第61話 悪い人は見た目じゃ分からない
買い取りも終わり次の村に向けて歩みを進める馬車隊、わたしはレオポルド商会からご招待の身分、お世話係のオルガさんと取りとめの無い話をしている。
ちょっと気になる事を訊いてみよう、
「ねぇ、オルガさん、コカフィーナってご存知?」
それまでリラックスしていた美人さんの顔がキュッと締まった、
「御禁制の品ですね、最近流行り出しているそうです」
「ダ・デーロではあんまり聞かないわよね」
「わたくし、仕事で王都の方面まで行く事があるのですが、結構問題になっておりますよ」
美人さんが隙のあるため息をつく、
「前回わたしが王都に行った時には衛兵隊の一斉摘発があったそうで、大勢の売人が捕まって、夕方には城門の前に並んでいましたわ」
大事なところを端折ったけど、詳しく言うと摘発された売人は裁判も無しに有罪で打ち首、城門の前に晒し首、
こちらの世界の平民には司法なんて言葉適用されないのよ。
「それで王都は落ちついたのね」
首を左右に振るオルガさん、
「そんな対処療法ではいつまで経っても終わりません、別の売人が現れるだけです」
確かにね、供給元を絶たない薬物汚染は無くならないわ、
「元を絶てば良いのにね」
「ある程度の目星はついているのですけど、なかなか難しいそうですよ」
「どこが元なの?」
オルガさんは地図を広げて説明してくれる、
「王都の薬害は深刻ですが、その周りの領地でも害は広がっております、
王都の隣のエーベリン、ローラント、ボーゲン、テーベ…」
「見事に一直線ね」
「はい、街道沿いに広がっています、そしてスヴェン、スエーニョ、ビスカス、わたし達が通った道ですよね」
王都から伸びるポニエンテ街道とビスカス方面から伸びるメディオ街道、二つの街道の交点はと言うと、
「ガイセね!」
「ガイスト領の領都ガイセが中心です、ですがこの程度の事なら誰でも考え付きますよね」
地方自治と言う言葉、前世ではボンヤリとしたイメージしか無かったけどこちらの世界に来てすっかり認識が変わったわ、
領主と言うのは県知事か政令市の市長くらいの立場かな?前の世界との違いは選挙で選ばれた訳ではない。

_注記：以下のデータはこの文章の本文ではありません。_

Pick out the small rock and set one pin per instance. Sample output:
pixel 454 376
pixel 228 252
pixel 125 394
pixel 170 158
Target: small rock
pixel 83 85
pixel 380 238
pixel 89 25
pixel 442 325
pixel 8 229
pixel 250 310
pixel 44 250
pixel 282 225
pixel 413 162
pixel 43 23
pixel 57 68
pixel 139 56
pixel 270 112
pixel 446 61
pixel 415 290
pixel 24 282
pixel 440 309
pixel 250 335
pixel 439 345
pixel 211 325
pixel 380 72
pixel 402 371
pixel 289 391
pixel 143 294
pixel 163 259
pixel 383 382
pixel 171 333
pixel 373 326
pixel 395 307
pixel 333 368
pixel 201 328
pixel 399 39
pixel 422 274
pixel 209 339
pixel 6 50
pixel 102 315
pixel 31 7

領主も最初は部族のまとめ役くらいだったのだけど、次第に傘下の部族を増やして、領地をまとめる役になったの、もちろん剣と弓を使ってよ。
そんな領主は王国に帰順したけど、
“税を納めて有事には兵を出すけど、それ以外は俺達のやり方でやらせて貰うぜ!”
みたいな風潮を想像してみてね。
県知事は偉いけどそれだけよね、領主は自前の軍隊を持っていて、領内の法律を決める事が出来るし、裁判官でもあるの、大きな領地だと自前の領内紙幣を発行していたりするのよ。
「ガイセがコカフィーナの販売拠点だとしても領主が絡んでいたら厄介ですね」
ドラマや映画みたいに黒いサングラスをした分かり易い悪の組織がいるわけではない、表向きはごく普通の商人や市民の振りをして、裏で悪事に手を染める、
それくらい頭の回る連中なら権力者にも取り入っているだろうし、悪い人を捕まえるのは一筋縄ではいかないのよ。
「証拠も無いですし、領主を捌けるのは王様だけですよ」
そうなのだ、この世界はピラミッド、形だけでも平等で身分の差は無い、と言う前の世界とは違うのよ。
「まさか、王様に直訴は出来ないしねぇー」
「ミヤビ様はダールマイアー伯爵と懇意の仲と伺っております、訊ねてみたらいかがでしょうか?順調に行けば明日には着きますよね」
「そうね、ルーブレヒトさんには娼館街の事も聞きたいし、その時に話題に出してみようかしら」
普通の人がダールマイアー伯爵と呼ぶところを、ルーブレヒトと言うファーストネームで呼んだわたしよ。